For Adults with Disabilities

  1. What will you do during the day now that you are an adult? Will you have a full-time job, part-time job, volunteer, or go to some sort of program? Oregon’s Employment First team has created the Employment Road Map, which is a tool that helps people with Intellectual or Developmental Disabilities and their families plot a customized course to a job using available services and supports.
  2. Where can you learn or improve employment skills to find a community job? What employment services are available in Oregon and how can they assist you in your job search? The Oregon Department of Human Services offers special resources on Supported Employment services in Oregon.
  3. Are you looking for services and supports as an adult with developmental disabilities? Contact your local community developmental disability program (CDDP) to find out if you are eligible for services.
  4. What kind of supports do you need to be independent and live in the community? Once you are eligible for developmental disability (DD) services, you will go through an advising process to learn your options for case management and other DD services available.
  5. If you are an adult living in your family home or your own home, do you know your choices for case management services?
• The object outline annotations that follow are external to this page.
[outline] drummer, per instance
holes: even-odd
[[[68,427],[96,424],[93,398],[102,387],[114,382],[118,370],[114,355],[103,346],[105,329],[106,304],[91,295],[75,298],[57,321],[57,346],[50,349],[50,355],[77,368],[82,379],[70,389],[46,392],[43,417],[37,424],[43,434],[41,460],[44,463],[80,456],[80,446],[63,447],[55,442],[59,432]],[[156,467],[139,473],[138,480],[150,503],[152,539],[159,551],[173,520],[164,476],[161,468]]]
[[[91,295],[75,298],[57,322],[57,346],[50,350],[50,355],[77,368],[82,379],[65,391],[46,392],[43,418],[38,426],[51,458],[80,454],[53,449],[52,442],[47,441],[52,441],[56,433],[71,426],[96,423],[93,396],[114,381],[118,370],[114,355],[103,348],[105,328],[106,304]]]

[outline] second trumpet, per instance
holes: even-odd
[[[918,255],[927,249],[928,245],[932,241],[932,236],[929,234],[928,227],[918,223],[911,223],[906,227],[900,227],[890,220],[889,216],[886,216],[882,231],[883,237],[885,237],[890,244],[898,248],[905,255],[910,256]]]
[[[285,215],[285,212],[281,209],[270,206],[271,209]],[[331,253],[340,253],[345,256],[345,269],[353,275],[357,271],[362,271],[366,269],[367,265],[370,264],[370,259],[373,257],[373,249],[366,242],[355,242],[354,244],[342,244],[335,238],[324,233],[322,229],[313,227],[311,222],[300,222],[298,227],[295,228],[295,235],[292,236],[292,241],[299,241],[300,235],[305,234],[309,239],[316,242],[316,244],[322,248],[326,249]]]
You can choose either a Service Coordinator (SC) at your local CDDP; or a Personal Agent (PA) at a local support services brokerage.
  6. Would a limited or joint bank account, automatic bill pay, or debit card help you with managing your own money? There are a variety of options, and your case manager (SC or PA) can help you decide what is best for you. Oregon ABLE Savings Plans are another great way for Oregonians with disabilities and their families to save for eligible expenses and for the future—without affecting state and federal benefits. Open up a plan at http://oregonablesavings.com/.
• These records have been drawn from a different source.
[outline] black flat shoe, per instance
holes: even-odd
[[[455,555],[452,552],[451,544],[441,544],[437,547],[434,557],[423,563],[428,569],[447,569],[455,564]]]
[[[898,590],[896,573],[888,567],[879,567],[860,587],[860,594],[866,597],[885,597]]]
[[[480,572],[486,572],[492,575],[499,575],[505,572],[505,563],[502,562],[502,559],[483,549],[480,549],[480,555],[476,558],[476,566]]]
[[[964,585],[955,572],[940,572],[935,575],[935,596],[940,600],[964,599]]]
  7. Do you need help to advocate for what you want and to live the life you want? The Oregon Self Advocacy Coalition is a coalition of self-advocates from across the state that support people with intellectual and developmental disabilities (I/DD) to fight for their rights and the rights of others with I/DD.

For Aging Family Members

  1. What supports does your family member need to continue living as independently as possible in his or her own home and community as they age? How can technology assist them to live as independently as possible?
  2. If I’m still living at home with my parents, what will happen when my parents die—where will I live, and with whom?
  3. Do you have a “road map” for how to best support your family member when you are no longer able?
  4. Are there senior citizen resources in your community? Visit Oregon Department of Human Services’ Services for Seniors & People with Disabilities website to learn about in-home support and services, caregiver support, independent living services, and other resources in your community.
  5. Is there a nearby senior center for social activities? Find a senior center near you.
  6. Who will emotionally support your family member when another close family member or friend passes away?
  7. Who else understands your family member’s medical needs and is available to help communicate those needs to others?
  8. Who can help your family member create a will and help him or her make their wishes known for medical directives?